Solve $2^x=x^2$

Question

I've been asked to solve this and I've tried a few things but I have trouble eliminating $x$. I first tried taking the natural log: $$x\ln \left( 2\right) =2\ln \left( x\right)$$ $$\dfrac {\ln \left( 2\right) }{2}=\dfrac {\ln \left( x\right) }{x}$$ I don't know what to do from here so I decided to try another method: $$2^{x}=2^{\log _{2}\left( x^{2}\right) }$$ $$x=\log _{2}\left( x^{2}\right)$$ And then I get stuck here, I'm all out of ideas. My guess is I've overlooked something simple…

Answer 1

Your equation has two obvious solutions which are $x=2$ and $x=4$. The last solution is not rational ($x \approx -0.766665$) and cannot be obtained using simple functions. You cannot get the last root using logarithms.

Answer 2

Consider the function$$f(x):=(\ln 2)x-2\ln x$$ then $f^\prime (x)=\ln 2-2/x$. Then it easily follows that $f^\prime (x)>0$ when $x>4$ and $f^\prime (x)< 0$ when $x<2$. That is $f$ is increasing when $x>4$ and it is decreasing when $x<2$. Also $4$ and $2$ are zeros of $f$. Hence it follows that these are the only zero for $x>0$.

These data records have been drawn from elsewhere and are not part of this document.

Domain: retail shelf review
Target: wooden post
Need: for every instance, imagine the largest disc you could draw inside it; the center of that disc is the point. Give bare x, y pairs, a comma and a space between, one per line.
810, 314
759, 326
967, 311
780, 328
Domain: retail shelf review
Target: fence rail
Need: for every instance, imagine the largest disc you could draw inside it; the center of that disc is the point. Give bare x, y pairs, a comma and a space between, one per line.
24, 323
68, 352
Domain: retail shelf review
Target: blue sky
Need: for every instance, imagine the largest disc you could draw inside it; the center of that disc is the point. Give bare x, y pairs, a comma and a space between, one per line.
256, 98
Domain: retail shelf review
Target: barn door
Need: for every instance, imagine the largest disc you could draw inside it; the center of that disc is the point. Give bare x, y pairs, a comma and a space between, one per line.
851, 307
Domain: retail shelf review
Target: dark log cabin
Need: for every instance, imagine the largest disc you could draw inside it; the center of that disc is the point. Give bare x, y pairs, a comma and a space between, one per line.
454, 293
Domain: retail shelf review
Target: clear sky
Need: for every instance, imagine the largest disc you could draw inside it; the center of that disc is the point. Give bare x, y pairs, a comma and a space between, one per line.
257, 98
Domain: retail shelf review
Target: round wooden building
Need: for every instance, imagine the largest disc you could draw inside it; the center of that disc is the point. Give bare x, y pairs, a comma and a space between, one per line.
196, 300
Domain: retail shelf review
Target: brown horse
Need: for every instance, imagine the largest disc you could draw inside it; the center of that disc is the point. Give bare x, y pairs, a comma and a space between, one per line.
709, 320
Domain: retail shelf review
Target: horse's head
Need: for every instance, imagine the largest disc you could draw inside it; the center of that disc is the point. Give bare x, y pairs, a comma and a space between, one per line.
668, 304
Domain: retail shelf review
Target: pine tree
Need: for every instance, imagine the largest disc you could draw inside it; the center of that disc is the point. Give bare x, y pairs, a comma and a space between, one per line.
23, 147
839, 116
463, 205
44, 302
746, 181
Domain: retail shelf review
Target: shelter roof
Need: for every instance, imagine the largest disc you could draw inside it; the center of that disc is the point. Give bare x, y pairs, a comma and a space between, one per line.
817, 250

For, $x<0$ put $x=-y$ and consider the function $$g(y)=-(\ln 2)y-2\ln y$$ Then $g^\prime (y)=-\ln 2-2/y<0$ for all $y>0$ i.e. the function is strictly decreasing and hence it has exactly one root for $x<0$.

Answer 3

Resolution graphics:$$x^2=2^x<=>|x|=2^{\frac{x}{2}}$$

In the interval $ (-\infty,0) $ the equation has a solution because the member function is strictly decreasing and the left from the right hand is strictly increasing. In the interval $(0, \infty)$, the equation has two solutions $2$ and $4$, the function of the left hand side is linear function and the function of the right hand is convex.